The guilty party is not the smooth muscle cells within blood vesselwalls, which for decades was thought to combine with cholesteroland fat that can clog arteries. Blocked vessels can eventually leadto heart attacks and strokes, which account for one in three deathsin the United States. Instead, a previously unknown type of stem cell — a multipotentvascular stem cell — is to blame, and it should now be the focusin the search for new treatments, the scientists report in a newstudy appearing June 6 in the journal Nature Communications . “For the first time, we are showing evidence that vasculardiseases are actually a kind of stem cell disease,” saidprincipal investigator Song Li, professor of bioengineering and aresearcher at the Berkeley Stem Cell Center. “This work shouldrevolutionize therapies for vascular diseases because we now knowthat stem cells rather than smooth muscle cells are the correcttherapeutic target.” The finding that a stem cell population contributes toartery-hardening diseases, such as atherosclerosis, provides apromising new direction for future research, the study authorssaid.

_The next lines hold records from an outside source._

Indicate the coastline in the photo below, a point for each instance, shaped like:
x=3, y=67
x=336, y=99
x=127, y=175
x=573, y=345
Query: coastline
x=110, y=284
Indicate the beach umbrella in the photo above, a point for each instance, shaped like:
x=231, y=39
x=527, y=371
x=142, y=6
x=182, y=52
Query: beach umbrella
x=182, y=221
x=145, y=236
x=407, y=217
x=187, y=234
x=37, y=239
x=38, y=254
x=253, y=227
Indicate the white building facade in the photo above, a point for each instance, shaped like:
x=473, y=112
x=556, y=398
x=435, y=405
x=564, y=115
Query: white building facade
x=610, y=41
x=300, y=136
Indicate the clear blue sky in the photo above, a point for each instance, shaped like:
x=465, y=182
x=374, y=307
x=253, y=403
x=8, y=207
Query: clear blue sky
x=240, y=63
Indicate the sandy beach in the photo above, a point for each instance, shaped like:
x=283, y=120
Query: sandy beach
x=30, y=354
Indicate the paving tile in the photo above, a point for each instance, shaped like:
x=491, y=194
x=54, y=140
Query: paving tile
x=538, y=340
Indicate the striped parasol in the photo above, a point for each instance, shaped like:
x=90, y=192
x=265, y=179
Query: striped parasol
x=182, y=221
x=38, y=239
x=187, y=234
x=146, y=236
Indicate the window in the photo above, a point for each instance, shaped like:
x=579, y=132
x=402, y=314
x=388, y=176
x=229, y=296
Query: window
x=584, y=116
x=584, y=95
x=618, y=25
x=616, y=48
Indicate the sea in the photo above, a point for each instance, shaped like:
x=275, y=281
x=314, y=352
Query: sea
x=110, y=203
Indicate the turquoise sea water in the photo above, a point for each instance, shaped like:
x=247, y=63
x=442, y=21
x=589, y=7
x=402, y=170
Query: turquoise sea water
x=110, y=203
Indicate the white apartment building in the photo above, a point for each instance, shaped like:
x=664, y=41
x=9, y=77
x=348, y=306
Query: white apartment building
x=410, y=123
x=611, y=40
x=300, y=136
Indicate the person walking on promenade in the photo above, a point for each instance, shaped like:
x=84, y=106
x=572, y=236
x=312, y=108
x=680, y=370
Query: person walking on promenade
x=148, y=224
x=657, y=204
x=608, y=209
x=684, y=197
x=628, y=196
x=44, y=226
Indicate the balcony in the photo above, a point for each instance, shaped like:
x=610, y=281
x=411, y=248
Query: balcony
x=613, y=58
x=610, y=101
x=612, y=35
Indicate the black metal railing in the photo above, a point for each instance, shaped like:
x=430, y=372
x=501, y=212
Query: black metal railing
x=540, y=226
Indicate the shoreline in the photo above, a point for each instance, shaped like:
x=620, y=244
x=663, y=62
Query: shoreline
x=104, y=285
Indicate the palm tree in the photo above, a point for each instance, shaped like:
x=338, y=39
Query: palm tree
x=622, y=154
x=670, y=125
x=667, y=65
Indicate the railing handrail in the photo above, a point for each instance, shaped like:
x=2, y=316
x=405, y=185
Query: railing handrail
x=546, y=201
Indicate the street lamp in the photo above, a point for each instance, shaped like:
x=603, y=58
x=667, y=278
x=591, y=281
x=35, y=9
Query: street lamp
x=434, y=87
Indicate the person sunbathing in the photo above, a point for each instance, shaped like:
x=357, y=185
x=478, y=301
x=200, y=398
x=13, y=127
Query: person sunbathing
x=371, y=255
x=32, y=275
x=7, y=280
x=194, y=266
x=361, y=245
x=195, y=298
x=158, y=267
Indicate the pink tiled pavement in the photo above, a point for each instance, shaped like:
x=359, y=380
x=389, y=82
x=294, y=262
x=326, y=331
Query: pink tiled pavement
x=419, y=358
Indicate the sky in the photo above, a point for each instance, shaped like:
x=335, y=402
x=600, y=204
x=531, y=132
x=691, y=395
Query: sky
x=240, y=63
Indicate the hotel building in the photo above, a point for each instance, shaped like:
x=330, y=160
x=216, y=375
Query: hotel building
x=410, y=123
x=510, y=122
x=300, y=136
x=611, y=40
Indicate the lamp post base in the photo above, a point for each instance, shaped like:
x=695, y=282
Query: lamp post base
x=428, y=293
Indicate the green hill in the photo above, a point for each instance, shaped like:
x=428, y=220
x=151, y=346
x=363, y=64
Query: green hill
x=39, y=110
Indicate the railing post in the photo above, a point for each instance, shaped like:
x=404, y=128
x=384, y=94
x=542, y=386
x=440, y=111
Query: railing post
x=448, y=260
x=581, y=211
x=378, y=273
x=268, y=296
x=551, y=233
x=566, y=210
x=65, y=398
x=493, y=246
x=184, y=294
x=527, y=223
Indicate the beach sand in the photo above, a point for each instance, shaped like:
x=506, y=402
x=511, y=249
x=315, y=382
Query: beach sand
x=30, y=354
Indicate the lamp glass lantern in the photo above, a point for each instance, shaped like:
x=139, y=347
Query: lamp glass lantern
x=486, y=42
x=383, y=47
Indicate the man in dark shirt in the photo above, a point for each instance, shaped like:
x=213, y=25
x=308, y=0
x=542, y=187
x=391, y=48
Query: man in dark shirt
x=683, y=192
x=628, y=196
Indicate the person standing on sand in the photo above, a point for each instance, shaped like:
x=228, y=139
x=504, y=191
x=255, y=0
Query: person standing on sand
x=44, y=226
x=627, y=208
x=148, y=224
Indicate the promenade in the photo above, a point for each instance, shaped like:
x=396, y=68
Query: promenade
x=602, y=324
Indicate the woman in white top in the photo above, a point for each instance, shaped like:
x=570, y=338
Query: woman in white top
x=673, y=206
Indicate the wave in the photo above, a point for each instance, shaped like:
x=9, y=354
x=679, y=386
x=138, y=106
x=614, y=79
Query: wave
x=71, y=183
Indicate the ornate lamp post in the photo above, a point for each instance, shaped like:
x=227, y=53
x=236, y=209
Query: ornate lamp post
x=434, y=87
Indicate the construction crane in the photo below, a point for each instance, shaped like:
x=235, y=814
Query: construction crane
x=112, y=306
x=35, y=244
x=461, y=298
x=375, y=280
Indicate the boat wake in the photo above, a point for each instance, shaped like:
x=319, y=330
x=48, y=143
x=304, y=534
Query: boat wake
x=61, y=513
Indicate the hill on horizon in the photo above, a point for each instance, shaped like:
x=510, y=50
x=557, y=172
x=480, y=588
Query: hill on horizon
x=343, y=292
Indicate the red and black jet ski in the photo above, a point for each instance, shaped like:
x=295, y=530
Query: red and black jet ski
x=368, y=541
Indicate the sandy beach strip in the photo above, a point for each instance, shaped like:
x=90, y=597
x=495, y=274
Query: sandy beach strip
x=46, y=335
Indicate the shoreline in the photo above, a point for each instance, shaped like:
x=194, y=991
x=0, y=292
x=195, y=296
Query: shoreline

“This is groundbreaking and provocative work, as it challengesexisting dogma,” said Dr. Deepak Srivastava, who directscardiovascular and stem cell research at the Gladstone Institutesin San Francisco, and who provided some of the mouse vasculartissues used by the researchers. “Targeting the vascular stemcells rather than the existing smooth muscle in the vessel wallmight be much more effective in treating vascular disease.” It is generally accepted that the buildup of artery-blocking plaquestems from the body’s immune response to vessel damage caused bylow-density lipoproteins, the bad cholesterol many people try toeliminate from their diets. Such damage attracts legions of whiteblood cells and can spur the formation of fibrous scar tissue thataccumulates within the vessel, narrowing the blood flow. The scar tissue, known as neointima, has certain characteristics ofsmooth muscle, the dominant type of tissue in the blood vesselwall.
Because mature smooth muscle cells no longer multiply andgrow, it was theorized that in the course of the inflammatoryresponse, they revert, or de-differentiate, into an earlier statewhere they can proliferate and form matrices that contribute toplaque buildup. However, no experiments published have directly demonstrated thisde-differentiation process, so Li and his research team remainedskeptical. They turned to transgenic mice with a gene that causedtheir mature smooth muscle cells to glow green under a microscope. In analyzing the cells from cross sections of the blood vessels,they found that more than 90 percent of the cells in the bloodvessels were mature smooth muscle cells. Black Metal Keyboard
They then isolated andcultured the cells taken from the middle layer of the mouse bloodvessels. After one month of cell expansion, the researchers saw a threefoldincrease in the size of the cell nucleus and the spreading area,along with an increase in stress fibers. Notably, none of the new,proliferating cells glowed green, which meant that their lineagecould not be traced back to the mature smooth muscle cellsoriginally isolated from the blood vessels. “Not only was there a lack of green markers in the cellcultures, but we noticed that another type of cell isolated fromthe blood vessels exhibited progenitor traits for different typesof tissue, not just smooth muscle cells,” said Zhenyu Tang,co-lead author of the study and a Ph.D. student in the UCBerkeley-UCSF Graduate Program in Bioengineering. Backlit Metal Keypad Manufacturer
The other co-lead author of the study, Aijun Wang, was apost-doctoral researcher in Li’s lab. “The different phenotypes gave us the clue that stem cellswere involved,” said Wang, who is now an assistant professorand the co-director of the Surgical Bioengineering Laboratory atthe UC Davis Medical Center. “We did further tests anddetected proteins and transcriptional factors that are only foundin stem cells. No one knew that these cells existed in the bloodvessel walls because no one looked for them before.” Further experiments determined that the newly discovered vascularstem cells were multipotent, or capable of differentiating intovarious specialized cell types, including smooth muscle, nerve,cartilage, bone and fat cells. ITAC Mouse Trak
This would explain why previousstudies misidentified the cells involved in vessel clogs asde-differentiated smooth muscle cells after vascular injury. “In the later stages of vascular disease, the soft vesselsbecome hardened and more brittle,” said Li. “Previously,there was controversy about how soft tissue would become hard. Theability of stem cells to form bone or cartilage could explain thiscalcification of the blood vessels.” Other tests in the study showed that the multipotent stem cellswere dormant under normal physiological conditions. When the bloodvessel walls were damaged, the stem cells rather than the maturesmooth muscle cells became activated and started to multiply.
The researchers analyzed human carotid arteries to confirm that thesame type of multipotent vascular stem cells are found in humanblood vessels. “If your target is wrong, then your treatment can’t be veryeffective,” said Dr. Shu Chien, director of the Institute ofEngineering in Medicine at UC San Diego, and Li’s former adviser.”These new findings give us the right target and should speedup the discovery of novel treatments for vascular diseases.” Grants from the National Institutes of Health and the CaliforniaInstitute for Regenerative Medicine helped support this research.